Figure 5. Mitochondrial SNPH supports tumor cell proliferation.

(A) The indicated tumor cells transfected with control siRNA (Ctrl) or siRNA-SNPH were analyzed by direct cell counting (top) or cell viability by trypan blue exclusion (bottom) after 72 hours. The same number of cells were seeded at time 0. Data are expressed as mean ± SEM (n = 4). Red boxes indicate two cell types (C4-2B and MCF-7) with low to undetectable levels of endogenous SNPH. The statistical analyses per each cell type are as follows: BPH1, P = 0.03; A549, P = 0.004; H1299, NS; C4-2B, NS; DU145, P = 0.03; PC3, P = 0.002; LN229, P = 0.002; U251, P < 0.0001; U87, P = 0.03; MCF-7, NS; MDA-231, P = 0.01; Hs578T, P = 0.02 by 2-tailed Student’s t test. (B and C) PC3 cells transduced with pLKO or shRNA-SNPH (clones 0 and 5) were analyzed in a colony formation assay, and crystal violet–stained colonies (B) were counted after 10 days (C). Data are expressed as mean ± SEM (n = 3). ***P < 0.001 by ANOVA and Bonferroni’s post-test. (D) The indicated tumor cell types were transfected with vector or SNPH cDNA and analyzed by direct cell counting after 72 hours.
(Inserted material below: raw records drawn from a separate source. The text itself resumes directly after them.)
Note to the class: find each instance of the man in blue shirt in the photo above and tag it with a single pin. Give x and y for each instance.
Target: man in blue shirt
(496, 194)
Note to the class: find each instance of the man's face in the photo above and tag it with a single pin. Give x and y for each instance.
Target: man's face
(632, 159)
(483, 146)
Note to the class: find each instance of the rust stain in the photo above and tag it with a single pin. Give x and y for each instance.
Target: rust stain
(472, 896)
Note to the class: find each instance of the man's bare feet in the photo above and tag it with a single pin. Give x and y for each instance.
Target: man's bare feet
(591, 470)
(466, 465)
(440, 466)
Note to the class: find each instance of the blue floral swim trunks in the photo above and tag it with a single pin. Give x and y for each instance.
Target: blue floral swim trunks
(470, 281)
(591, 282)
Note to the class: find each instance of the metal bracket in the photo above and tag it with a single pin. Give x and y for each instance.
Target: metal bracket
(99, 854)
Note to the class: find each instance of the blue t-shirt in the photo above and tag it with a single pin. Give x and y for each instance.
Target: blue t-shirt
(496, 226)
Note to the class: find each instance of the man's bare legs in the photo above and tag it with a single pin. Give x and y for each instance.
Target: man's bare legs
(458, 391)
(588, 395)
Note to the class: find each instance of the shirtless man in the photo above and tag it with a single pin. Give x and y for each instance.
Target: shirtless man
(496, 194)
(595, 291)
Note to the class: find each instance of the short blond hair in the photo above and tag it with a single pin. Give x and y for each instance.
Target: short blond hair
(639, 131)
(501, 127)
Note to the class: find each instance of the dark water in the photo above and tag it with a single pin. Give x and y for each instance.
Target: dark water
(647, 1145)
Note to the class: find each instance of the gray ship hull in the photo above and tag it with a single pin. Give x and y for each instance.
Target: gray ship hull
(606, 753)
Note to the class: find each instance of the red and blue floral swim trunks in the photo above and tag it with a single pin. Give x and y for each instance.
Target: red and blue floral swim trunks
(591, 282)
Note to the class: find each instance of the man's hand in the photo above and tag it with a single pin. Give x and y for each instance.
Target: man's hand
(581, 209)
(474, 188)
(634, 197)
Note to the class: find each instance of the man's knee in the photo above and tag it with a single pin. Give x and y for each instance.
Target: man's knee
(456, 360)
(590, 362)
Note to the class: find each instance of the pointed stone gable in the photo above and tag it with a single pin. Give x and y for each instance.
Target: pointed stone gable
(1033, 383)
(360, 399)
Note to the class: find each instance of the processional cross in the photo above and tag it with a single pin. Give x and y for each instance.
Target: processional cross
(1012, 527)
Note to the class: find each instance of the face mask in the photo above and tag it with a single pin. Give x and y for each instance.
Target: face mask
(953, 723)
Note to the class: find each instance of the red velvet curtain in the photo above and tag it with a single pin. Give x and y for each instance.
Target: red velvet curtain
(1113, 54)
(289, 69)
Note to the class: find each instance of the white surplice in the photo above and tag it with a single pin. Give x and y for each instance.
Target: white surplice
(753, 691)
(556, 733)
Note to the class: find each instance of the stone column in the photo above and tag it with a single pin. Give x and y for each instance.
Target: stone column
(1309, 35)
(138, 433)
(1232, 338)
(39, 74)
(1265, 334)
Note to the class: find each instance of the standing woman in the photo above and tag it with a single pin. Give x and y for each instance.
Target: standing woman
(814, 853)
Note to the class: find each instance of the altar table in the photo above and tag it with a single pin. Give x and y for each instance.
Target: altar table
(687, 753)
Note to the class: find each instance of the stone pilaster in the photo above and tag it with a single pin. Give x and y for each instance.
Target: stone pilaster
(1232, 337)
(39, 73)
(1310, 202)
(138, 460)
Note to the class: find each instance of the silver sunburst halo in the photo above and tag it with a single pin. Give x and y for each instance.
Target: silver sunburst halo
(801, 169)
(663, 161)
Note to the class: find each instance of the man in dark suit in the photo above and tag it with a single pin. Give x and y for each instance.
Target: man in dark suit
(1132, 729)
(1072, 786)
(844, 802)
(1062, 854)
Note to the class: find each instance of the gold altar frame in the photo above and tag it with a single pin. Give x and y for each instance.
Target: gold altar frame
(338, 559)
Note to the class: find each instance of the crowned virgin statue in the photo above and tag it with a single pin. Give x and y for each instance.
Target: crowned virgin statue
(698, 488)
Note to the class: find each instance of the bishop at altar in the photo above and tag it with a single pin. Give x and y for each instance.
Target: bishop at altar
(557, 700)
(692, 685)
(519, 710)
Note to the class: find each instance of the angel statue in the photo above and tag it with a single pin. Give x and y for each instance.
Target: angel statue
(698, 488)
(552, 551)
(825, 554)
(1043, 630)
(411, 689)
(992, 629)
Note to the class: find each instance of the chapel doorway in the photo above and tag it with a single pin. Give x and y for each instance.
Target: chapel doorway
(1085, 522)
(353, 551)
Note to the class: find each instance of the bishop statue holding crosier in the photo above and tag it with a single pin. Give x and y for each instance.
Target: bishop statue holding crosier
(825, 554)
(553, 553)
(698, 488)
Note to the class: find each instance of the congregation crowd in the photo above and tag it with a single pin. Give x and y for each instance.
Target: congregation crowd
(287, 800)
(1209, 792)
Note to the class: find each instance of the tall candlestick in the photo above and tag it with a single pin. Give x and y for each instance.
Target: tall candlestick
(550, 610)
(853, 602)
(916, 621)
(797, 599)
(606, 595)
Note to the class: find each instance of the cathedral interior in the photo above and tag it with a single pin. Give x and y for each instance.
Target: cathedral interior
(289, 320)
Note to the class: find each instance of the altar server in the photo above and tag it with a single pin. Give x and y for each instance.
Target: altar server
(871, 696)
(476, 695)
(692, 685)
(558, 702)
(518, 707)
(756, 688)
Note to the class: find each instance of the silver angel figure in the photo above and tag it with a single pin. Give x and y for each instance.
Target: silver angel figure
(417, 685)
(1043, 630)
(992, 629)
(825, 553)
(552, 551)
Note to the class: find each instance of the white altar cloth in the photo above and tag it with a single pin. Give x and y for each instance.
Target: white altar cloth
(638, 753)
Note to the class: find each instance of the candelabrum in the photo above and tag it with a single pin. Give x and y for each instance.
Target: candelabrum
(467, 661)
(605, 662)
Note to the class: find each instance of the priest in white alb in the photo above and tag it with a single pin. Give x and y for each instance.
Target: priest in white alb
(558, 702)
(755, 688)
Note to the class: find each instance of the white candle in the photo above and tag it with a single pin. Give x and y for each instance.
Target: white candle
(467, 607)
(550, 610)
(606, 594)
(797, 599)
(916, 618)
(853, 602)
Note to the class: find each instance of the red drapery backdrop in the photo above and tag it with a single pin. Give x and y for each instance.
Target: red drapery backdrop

Data are expressed as mean ± SD (n = 3). ***P < 0.0001, by 2-tailed Student’s t test. (E) PC3 cells transduced with pLKO or shRNA-SNPH were transfected with SOD2 cDNA and analyzed by direct cell counting. Data are expressed as mean ± SD (n = 3). *P < 0.01, by ANOVA and Bonferroni’s post test. (F) PC3 cells transduced with shRNA-SNPH were reconstituted with vector or SOD2 cDNA and analyzed by propidium iodide staining and flow cytometry. The cellular fractions in the indicated cell cycle phases are indicated. Data are expressed as mean ± SD (n = 3). **P = 0.01 by 2-tailed Student’s t test.